6 abr 2015

Abramos los ojos. Algo pasó








Los primeros seguidores de Jesús. Hombres pegados al suelo, esforzados trabajadores que trataban de salir adelante. No eran pensadores ni filósofos, ni habían tenido una esmerada formación cultural, no tenían por ellos mismos grandes ideologías que querían llevar al triunfo. De su natural, no les brotaba la ambición de llegar a ser importantes, ni conocidos… Y de pronto, se volcaron en difundir unas ideas y un Maestro, como si el aire de la tierra dependiera de ello…
 
Los primeros seguidores de Jesús. Hombres confundidos y desilusionados. Habían perdido a su líder y sólo podían pensar en volver a casa. No tenían a su alcance el guía que les fuera enriqueciendo cada día, ni a quién preguntar sus dudas, ni de donde extraer mayor conocimiento. La muerte del maestro había echado por tierra la posibilidad de que él fuera el tan esperado Mesías, porque un Mesías muerto no puede salvar ya a nadie… Y repentinamente, se organizaron, proporcionaron ellos mismos las respuestas a los retos existentes y enriquecieron a las incipientes comunidades.

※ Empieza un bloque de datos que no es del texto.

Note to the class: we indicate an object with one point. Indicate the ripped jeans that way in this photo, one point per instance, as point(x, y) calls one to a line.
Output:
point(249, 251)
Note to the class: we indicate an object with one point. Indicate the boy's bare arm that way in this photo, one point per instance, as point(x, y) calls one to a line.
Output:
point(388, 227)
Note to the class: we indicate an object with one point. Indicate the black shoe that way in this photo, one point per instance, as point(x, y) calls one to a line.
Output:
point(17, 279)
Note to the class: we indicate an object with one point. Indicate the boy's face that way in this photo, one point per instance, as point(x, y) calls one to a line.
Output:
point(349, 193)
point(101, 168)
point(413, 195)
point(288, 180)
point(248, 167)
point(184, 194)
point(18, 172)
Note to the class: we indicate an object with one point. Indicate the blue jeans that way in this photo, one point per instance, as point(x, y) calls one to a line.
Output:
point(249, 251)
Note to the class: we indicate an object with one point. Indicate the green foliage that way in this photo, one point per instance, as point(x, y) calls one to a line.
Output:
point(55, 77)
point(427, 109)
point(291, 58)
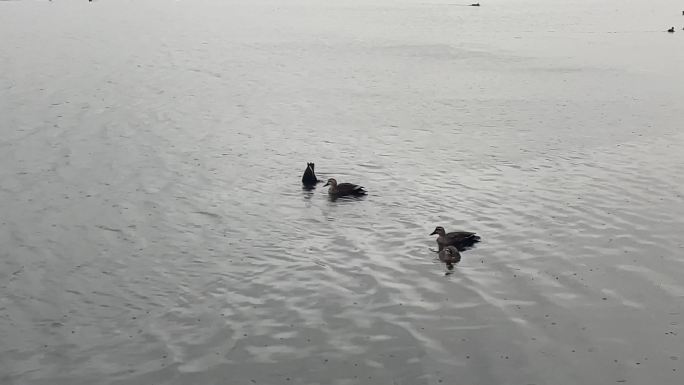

Los primeros seguidores de Jesús. Hombres asustados y temerosos de perder la vida. Habían salido corriendo ante el prendimiento de Jesús, habían negado al arrestado, se habían escondido en el cenáculo y los rumores sobre los últimos acontecimientos iban corriendo entre ellos entre susurros y temores….Y sin previo aviso salieron a la calle a promulgar la Palabra que habían experimentado,  hicieron frente a los sumos sacerdotes y a la furia judía y se diseminaron por los distintos territorios para extender el mensaje de Jesús, llegando en tantos casos hasta dar la vida por él…

Abramos los ojos. Algo había ocurrido.

 
Para los discípulos, la resurrección era tan real como la cruz. Se rindieron simplemente ante la realidad: después de tanto titubeo y asombro inicial, ya no podían oponerse a ella. Es realmente Él; vive y nos ha hablado, ha permitido que le toquemos, aun cuando ya no pertenece al mundo de lo que normalmente es tangible.

—La paradoja era indescriptible: Él era completamente diferente, no un cadáver reanimado, sino alguien que vivía desde Dios de un modo nuevo y para siempre; y, al mismo tiempo, sin pertenecer ya a nuestro mundo, estaba presente de manera real, en su plena identidad.